(Continued from here.)
The Simhat Torah morning service is my favorite of the year. Everyone is exhausted from last night's party, and it doesn't seem possible that we can be any happier today--but we are. The Sanctuary has been cleared of chairs, so we each grab our own from stacks lining the walls and create wavy, drunken-looking rows close to the Ark, as if we can't bear to be too far away from the scrolls after so many hours holding them close. We pray quietly and I feel joy start to fill the room like wine poured slowly into a goblet. The words we whisper and patterns of sunlight on the carpet are no different than any other early morning, but I can hear in the spaces between verses, see in our smiles hello and quick turning of pages the anticipation of flying around the room once again, hands clasped tighter than ever as we wait for the moment of beginning, of hearing new songs in old words.

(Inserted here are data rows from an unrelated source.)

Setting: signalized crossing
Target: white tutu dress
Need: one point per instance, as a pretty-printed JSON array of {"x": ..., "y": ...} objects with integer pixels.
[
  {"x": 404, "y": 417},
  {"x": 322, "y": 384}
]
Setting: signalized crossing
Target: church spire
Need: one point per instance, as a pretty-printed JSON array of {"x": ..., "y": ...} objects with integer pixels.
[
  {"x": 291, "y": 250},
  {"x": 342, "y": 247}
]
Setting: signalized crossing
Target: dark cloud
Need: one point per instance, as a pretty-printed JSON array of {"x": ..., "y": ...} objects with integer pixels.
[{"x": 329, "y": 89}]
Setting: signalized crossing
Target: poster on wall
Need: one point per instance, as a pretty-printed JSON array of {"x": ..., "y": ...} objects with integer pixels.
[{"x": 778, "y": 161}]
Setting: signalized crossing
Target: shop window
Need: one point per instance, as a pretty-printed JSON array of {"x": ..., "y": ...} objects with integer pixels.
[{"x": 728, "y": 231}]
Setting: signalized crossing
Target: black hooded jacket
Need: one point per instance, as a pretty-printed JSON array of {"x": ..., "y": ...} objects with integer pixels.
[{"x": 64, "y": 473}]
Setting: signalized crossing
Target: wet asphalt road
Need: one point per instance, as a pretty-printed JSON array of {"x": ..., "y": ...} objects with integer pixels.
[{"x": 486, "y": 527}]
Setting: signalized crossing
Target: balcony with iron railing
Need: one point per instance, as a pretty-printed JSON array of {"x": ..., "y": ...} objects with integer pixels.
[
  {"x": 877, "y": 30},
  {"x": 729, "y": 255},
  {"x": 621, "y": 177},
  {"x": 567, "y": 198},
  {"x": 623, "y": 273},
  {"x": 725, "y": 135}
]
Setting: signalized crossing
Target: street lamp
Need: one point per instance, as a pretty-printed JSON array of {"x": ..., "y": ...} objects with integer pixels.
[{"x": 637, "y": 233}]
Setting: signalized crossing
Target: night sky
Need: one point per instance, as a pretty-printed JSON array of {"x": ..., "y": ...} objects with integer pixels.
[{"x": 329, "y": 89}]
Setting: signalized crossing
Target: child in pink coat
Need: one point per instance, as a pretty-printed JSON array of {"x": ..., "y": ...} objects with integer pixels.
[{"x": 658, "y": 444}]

This year I get to chant those words. Usually I show up in sneakers and a T-shirt appropriate to the dishevelment of dancing every single hakafah (circuit around the room), but today I wear a fancy skirt in honor of reading the beginning of Bereshit, and my feet hurt in new shoes. I don't mind. I dance like a child pushed on a swing: more! faster! higher! taking breaks to greet friends and run out to the street corner, the only quiet place on the entire block, in order to practice my portion for the ten thousandth time. I want the melody to become automatic, part of my breath, so I can see those birds and beasts and creeping things clearly in my mind's eye as I sing.